Schreckschüsse ohne Wirkung
Es seien ziemlich clevere und lernfähige Vögel, weiß Schober aus leidiger Erfahrung. Von Vogelscheuchen, raschelnden Flatterbändern, blinkenden Reflektoren, Windspielen oder Luftballonen am Holzpflock ließen sie sich nicht beeindrucken. „Nach zwei, drei Tagen haben die raus, dass davon keine Gefahr ausgeht.“ Auch mit Schreckschüssen, die von der Bevölkerung wegen Lärmbelästigung kritisiert werden, hat er es versucht. Vergeblich: „Die drehen eine Runde und sind kurz darauf wieder da.“
Selbst gut geschützter Mais sei vor den Krähen nicht sicher, fügt Marcel Schober hinzu. „Sie hocken auf den Siloballen und picken Löcher in die Folie, um sich was rauszuholen.“ Die Gefahr dabei sei, dass eintretende Luft das Tierfutter verfaulen lasse. Noch halte sich der Schaden mit mehreren hundert Euro in Grenzen, räumen die Landwirte ein. Doch ihre Sorge wächst. Der Maisanbau ist für sie enorm wichtig. Sie bauen die Kulturpflanze auf immerhin 45 Hektar Fläche auf den Fildern an – vorwiegend, um damit ihre 130 Mastrinder und die 340 Hühner zu füttern, aber auch für die Produktion von Strom und Wärme in einer Biogasanlage.
Die Schäden durch Saat- und Rabenkrähen, beklagt der Landesbauernverband (LBV) Baden-Württemberg, werden von Jahr zu Jahr größer. Gemeinsam mit dem Badischen Landwirtschaftlichen Hauptverband hat er die Mitgliedsbetriebe Anfang dieses Jahres zu ihren Erfahrungen im Jahr 2021 befragt. Insgesamt 166 Meldungen aus 21 Landkreisen gingen ein.

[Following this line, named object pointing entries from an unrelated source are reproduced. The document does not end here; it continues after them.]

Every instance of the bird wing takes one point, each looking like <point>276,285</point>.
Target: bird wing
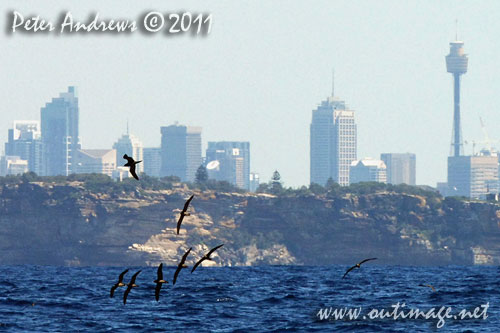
<point>132,171</point>
<point>113,290</point>
<point>132,280</point>
<point>157,291</point>
<point>179,267</point>
<point>197,264</point>
<point>367,260</point>
<point>185,255</point>
<point>214,249</point>
<point>129,288</point>
<point>120,278</point>
<point>347,272</point>
<point>160,272</point>
<point>179,223</point>
<point>186,205</point>
<point>130,160</point>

Schäden vor allem bei Mais
Fast jeder zweite Landwirt, der an der Umfrage teilnahm, hatte demnach Probleme mit Rabenvögeln. In den Regionen Stuttgart-Filder, Esslingen, Heilbronn, Ludwigsburg, Rhein-Neckar, Biberach, Karlsruhe und Hohenlohe sind offenbar besonders viele Betriebe betroffen.

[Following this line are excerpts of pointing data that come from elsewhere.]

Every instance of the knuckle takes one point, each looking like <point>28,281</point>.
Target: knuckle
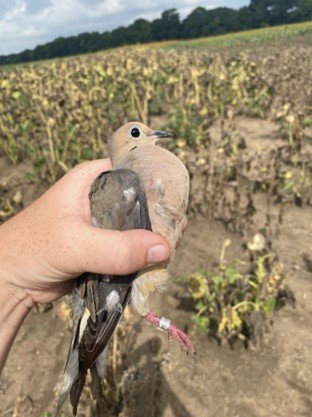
<point>123,256</point>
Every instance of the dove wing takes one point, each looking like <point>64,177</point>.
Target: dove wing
<point>118,201</point>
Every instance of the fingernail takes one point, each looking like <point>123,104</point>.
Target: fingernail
<point>158,253</point>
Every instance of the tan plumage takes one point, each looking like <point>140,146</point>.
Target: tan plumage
<point>147,189</point>
<point>166,183</point>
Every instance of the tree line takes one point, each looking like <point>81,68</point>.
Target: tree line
<point>199,23</point>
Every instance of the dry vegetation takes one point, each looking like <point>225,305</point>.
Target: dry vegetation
<point>60,113</point>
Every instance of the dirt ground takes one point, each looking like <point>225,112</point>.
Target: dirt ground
<point>273,380</point>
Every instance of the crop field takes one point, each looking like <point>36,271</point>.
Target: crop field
<point>241,279</point>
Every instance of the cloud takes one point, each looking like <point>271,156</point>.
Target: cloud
<point>26,23</point>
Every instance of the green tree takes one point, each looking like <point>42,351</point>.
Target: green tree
<point>168,26</point>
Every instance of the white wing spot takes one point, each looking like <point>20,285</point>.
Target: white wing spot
<point>112,300</point>
<point>158,187</point>
<point>94,222</point>
<point>129,194</point>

Vor allem bei Mais sind die Schäden dem Bericht zufolge beträchtlich. „Das Ausmaß reicht bis zum Totalausfall“, sagt Jürgen Maurer, der Vorsitzende des Fachausschusses Pflanzliche Produktion im LBV. Die Liste der Pflanzen ist aber lang, sie reicht von Zuckerrüben, Gurken und Kohlrabi über Kürbis, Brokkoli und Möhren, hin zu Winterweizen, Sonnenblumen und Kirschen. Insgesamt sind es 24 unterschiedliche Pflanzenarten, die meist angepickt oder – nicht immer nur zum Futtern – aus der Erde herausgerissen werden. Die Höhe des Schadens variiert, liegt laut LBV im drei- bis fünfstelligen Bereich: bei Roter Bete sind es bis zu 10 500 Euro pro Betrieb, bei Salat bis zu 15 000 Euro, bei Erdbeeren bis zu 25 000 Euro.

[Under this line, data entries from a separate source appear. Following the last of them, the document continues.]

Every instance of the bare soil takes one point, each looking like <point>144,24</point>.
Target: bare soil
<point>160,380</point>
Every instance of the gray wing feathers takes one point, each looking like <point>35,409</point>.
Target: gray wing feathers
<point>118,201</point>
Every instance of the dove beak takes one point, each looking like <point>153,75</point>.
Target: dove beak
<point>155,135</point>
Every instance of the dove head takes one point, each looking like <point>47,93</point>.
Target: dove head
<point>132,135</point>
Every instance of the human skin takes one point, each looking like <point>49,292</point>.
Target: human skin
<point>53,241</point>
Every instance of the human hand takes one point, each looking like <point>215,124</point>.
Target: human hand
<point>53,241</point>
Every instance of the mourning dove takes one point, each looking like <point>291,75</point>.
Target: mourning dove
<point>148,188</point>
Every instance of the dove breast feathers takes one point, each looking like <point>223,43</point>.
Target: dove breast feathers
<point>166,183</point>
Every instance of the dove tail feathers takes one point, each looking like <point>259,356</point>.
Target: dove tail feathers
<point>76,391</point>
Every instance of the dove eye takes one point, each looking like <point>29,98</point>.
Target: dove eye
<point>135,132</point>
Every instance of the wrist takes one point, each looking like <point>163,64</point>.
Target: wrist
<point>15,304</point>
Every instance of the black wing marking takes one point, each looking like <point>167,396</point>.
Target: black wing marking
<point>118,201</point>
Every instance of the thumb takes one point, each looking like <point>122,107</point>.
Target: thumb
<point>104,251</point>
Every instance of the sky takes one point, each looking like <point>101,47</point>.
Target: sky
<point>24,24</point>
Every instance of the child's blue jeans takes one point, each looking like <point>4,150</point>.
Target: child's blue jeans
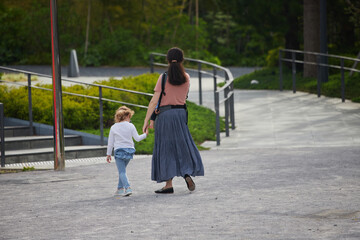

Die Politik solle die Probleme „endlich ernst nehmen und zusammen mit der Landwirtschaft effektive und praxistaugliche Lösungen finden“, fordert der LBV, der eigenen Angaben zufolge 33 000 Landwirte in Baden-Württemberg vertritt. Denn die durch Saat- und Rabenkrähen verursachten Schäden hätten ein „nicht mehr tolerierbares Niveau erreicht“, meint Maurer. Die Kosten für Ernteverluste, Qualitätseinbußen, aber auch für Abwehrmaßnahmen würden die landwirtschaftlichen Betriebe erheblich belasten. Deshalb sei „eine effektive Bestandsregulierung zwingend erforderlich“. Gemeint ist damit die Jagd auf die geschützten Vögel.
Bejagung nicht erlaubt
In den 1950er-Jahren war die Saatkrähe in Baden-Württemberg fast ausgestorben, seither hat sich die Population erholt. Trotzdem dürfe sie – abgesehen von Einzelfällen – nicht bejagt werden, moniert der LBV. „Die Bestände beider Arten rechtfertigen diese Maßnahme“, ist Maurer überzeugt. Die Forderung des Landesbauernverbandes, sogenannte Vergrämungsabschüsse ganzjährig zu erlauben, kontert der Nabu: Die Krähen würden sich nur noch schneller vermehren, je höher die Abschussrate wäre. Das Ausmaß der Schäden durch Saatkrähen ist aus seiner Sicht noch nicht ausreichend erforscht.
Frank und Marcel Schober sehen „leider keine andere Möglichkeit“, als die Krähenbestände zu dezimieren. Auch, weil sie ein bewährtes Pflanzenschutzmittel nicht mehr einsetzen dürfen. Die Maisbeize wurde bis 2020 auf Saatgut und Pflanzen aufgetragen, damit es den Krähen nicht schmeckt. Die Alternativmittel aber zeigen keine Wirkung.